Robbie McEwen AM was inducted into the Sport Australia Hall of Fame as an Athlete Member for the sport of cycling on October 10 2019. At his peak he was regarded as the fastest road sprinter in the world.
McEwen’s cycling career began in BMX where he won two Australian titles before switching to road racing in 1990 at the age of 18. After four years moving from the regional to state and national levels of the sport, he joined the Australian Institute of Sport under renowned coach Heiko Salzwedel, where his sprinting prowess soon had him on the international stage.
Between 1996 and 2012, he rode for six professional teams -starting with the Dutch team Rabobank and finishing with the first and only Australian professional road race cycling team, GreenEDGE -and became a dominant presence at the two biggest three-week Grand Tours, the Tour de France and the Giro d’Italia.
With an aggressive, risk-taking, tactical style that did not necessarily rely on help from lead-out riders, the Queenslander won 12 stages of each. He claimed the Tour de France’s green jersey for the points classification -second in importance only to the yellow jersey for overall victory -three times, in 2002, 2004 and 2006, the first Australian to do so.
He won the silver medal at the world championships in 2002 and represented Australia at three Olympic Games, finishing 23rd in 1996, 19th in 2000 and 11th in 2004.
McEwen won 115 major professional races and more than 200 in all -at least one a year from 1996 to 2011 -including a record 5 victories in the Paris-Brussels one day classic, two Australian road championships and four national criterium titles.

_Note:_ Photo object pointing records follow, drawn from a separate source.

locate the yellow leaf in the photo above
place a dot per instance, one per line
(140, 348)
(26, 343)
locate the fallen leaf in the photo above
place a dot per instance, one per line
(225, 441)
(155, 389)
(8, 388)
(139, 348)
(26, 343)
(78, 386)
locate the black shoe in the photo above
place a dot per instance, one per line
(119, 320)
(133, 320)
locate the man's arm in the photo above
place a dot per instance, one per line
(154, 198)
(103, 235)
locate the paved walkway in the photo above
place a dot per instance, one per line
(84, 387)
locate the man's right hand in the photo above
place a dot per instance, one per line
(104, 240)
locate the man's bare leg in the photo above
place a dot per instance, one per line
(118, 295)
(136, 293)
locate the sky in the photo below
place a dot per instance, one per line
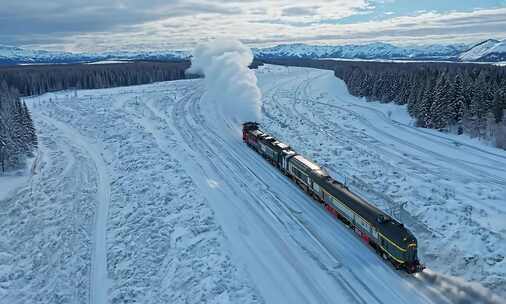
(107, 25)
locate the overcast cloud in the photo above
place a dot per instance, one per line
(97, 25)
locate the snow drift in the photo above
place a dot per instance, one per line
(230, 85)
(458, 290)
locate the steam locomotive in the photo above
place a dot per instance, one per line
(389, 238)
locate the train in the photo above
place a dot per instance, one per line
(388, 237)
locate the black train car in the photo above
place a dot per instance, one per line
(386, 235)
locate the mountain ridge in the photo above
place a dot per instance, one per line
(488, 50)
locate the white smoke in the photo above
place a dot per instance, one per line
(230, 85)
(457, 290)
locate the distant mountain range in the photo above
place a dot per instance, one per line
(15, 55)
(487, 51)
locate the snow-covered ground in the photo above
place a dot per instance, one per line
(146, 194)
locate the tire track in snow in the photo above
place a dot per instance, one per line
(98, 283)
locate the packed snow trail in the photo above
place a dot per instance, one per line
(99, 282)
(451, 187)
(195, 216)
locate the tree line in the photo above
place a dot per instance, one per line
(18, 139)
(39, 79)
(450, 97)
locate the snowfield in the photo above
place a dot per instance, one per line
(147, 195)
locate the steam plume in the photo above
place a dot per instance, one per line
(456, 290)
(230, 84)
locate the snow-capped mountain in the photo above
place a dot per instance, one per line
(366, 51)
(488, 50)
(15, 55)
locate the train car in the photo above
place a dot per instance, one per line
(387, 236)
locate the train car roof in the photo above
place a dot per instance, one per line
(309, 164)
(391, 228)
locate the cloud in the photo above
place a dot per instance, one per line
(300, 11)
(96, 25)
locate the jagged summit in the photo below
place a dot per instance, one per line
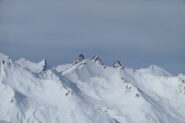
(118, 64)
(97, 59)
(86, 92)
(79, 58)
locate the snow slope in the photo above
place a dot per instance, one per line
(87, 91)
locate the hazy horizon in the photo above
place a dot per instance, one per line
(138, 33)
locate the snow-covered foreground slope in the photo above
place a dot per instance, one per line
(87, 91)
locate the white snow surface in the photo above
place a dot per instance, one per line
(88, 92)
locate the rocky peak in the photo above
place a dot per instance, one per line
(118, 64)
(97, 59)
(79, 58)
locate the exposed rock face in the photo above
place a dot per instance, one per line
(118, 64)
(97, 59)
(79, 58)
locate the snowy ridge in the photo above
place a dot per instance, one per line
(87, 91)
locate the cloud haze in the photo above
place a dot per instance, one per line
(138, 33)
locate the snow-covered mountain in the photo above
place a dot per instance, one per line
(87, 91)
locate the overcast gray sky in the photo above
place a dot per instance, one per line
(137, 32)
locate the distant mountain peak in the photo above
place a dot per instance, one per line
(79, 58)
(97, 59)
(118, 64)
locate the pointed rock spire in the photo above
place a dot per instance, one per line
(118, 64)
(79, 58)
(97, 59)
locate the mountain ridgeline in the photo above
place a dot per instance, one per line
(88, 91)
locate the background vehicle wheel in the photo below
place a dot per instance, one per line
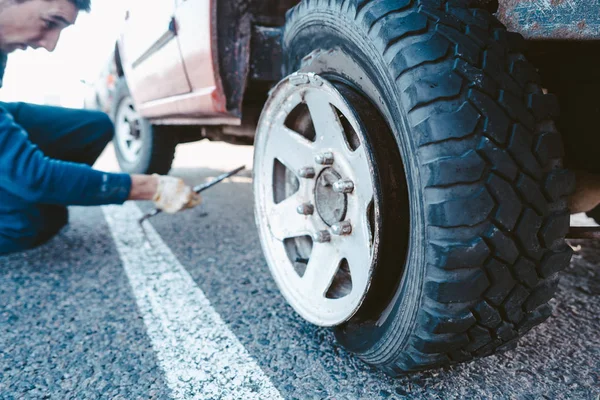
(481, 158)
(140, 147)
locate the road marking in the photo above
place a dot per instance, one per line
(201, 357)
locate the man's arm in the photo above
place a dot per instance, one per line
(143, 187)
(26, 172)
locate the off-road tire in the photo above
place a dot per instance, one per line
(158, 149)
(483, 166)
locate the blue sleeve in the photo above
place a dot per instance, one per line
(27, 173)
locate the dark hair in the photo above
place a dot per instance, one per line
(82, 5)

He was also highly respected for his bravery and resilience, never more so than when he sustained knee and wrist injuries in a heavy crash 20km from the finish of the first stage of the 2007 Tour de France in Canterbury, England. With the help of his teammates he fought his way back to the peloton at 5km to go, worked his way through the entire field and won the sprint for the stage victory.

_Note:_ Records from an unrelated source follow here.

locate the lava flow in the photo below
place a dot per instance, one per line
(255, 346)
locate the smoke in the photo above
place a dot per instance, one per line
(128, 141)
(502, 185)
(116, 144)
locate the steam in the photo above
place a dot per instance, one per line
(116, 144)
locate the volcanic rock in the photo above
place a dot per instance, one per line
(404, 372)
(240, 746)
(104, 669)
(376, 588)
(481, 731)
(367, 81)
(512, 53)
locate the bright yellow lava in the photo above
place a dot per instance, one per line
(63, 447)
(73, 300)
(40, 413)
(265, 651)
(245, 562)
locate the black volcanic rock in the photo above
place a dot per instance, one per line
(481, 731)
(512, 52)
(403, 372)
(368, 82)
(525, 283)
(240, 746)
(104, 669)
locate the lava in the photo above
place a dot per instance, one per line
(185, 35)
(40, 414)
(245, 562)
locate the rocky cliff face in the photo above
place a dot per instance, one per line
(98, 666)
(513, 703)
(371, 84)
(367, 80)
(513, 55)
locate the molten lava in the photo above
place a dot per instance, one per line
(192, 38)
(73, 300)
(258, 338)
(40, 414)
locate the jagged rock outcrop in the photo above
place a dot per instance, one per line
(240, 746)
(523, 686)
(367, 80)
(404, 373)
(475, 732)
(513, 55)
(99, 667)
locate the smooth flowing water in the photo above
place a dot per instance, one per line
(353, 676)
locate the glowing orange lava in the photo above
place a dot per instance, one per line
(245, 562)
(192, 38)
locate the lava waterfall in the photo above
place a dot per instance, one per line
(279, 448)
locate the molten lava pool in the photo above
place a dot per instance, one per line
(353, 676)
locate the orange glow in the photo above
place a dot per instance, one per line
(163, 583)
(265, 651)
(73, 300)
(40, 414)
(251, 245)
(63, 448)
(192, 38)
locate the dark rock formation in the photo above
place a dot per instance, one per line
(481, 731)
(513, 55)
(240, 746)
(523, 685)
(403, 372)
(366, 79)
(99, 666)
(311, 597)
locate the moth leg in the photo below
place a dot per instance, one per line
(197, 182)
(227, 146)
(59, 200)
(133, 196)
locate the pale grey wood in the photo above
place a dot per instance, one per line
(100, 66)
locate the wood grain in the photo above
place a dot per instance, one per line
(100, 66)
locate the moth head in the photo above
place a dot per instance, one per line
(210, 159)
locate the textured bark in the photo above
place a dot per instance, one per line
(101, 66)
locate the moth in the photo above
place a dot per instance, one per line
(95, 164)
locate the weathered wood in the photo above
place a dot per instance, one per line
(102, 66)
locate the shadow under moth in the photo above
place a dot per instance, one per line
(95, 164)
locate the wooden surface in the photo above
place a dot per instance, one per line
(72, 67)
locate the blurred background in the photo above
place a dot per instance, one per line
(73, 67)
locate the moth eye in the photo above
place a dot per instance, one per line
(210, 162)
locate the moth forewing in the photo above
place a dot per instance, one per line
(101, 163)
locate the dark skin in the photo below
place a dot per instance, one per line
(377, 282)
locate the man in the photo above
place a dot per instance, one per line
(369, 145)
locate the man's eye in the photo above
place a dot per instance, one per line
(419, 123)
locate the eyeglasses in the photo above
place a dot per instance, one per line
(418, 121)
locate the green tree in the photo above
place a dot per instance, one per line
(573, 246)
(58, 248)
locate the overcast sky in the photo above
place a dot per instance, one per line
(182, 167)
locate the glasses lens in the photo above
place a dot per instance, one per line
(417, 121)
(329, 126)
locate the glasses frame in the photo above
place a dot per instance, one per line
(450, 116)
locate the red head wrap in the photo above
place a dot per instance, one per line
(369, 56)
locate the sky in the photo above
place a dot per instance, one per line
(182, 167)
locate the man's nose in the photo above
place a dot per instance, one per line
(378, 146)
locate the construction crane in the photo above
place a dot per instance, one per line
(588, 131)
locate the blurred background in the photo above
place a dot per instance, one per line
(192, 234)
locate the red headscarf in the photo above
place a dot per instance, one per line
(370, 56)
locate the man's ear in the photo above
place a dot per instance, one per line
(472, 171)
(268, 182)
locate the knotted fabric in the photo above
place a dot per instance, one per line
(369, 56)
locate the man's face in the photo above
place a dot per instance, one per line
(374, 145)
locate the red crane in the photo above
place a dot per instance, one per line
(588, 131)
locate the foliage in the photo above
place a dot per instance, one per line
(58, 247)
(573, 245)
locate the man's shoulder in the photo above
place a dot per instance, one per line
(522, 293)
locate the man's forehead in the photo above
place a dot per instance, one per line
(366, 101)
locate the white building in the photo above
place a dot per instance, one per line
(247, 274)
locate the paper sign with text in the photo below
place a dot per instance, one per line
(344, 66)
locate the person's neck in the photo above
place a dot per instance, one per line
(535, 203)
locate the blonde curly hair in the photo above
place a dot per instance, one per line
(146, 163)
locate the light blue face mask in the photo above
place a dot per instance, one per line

At the end of his last race, the Tour of California in 2012, the organisers presented him with a jersey for the most courageous rider as a symbol of not only his performance there but of his career.
McEwen was named Australian Cyclist of the Year in 2002 and was an inaugural inductee into the Cycling Australia Hall of Fame in 2015. In 2017 he was appointed a Member of the Order of Australia (AM) for significant service to cycling at the national and international level as a competitor, coach, and advisor, and to the community.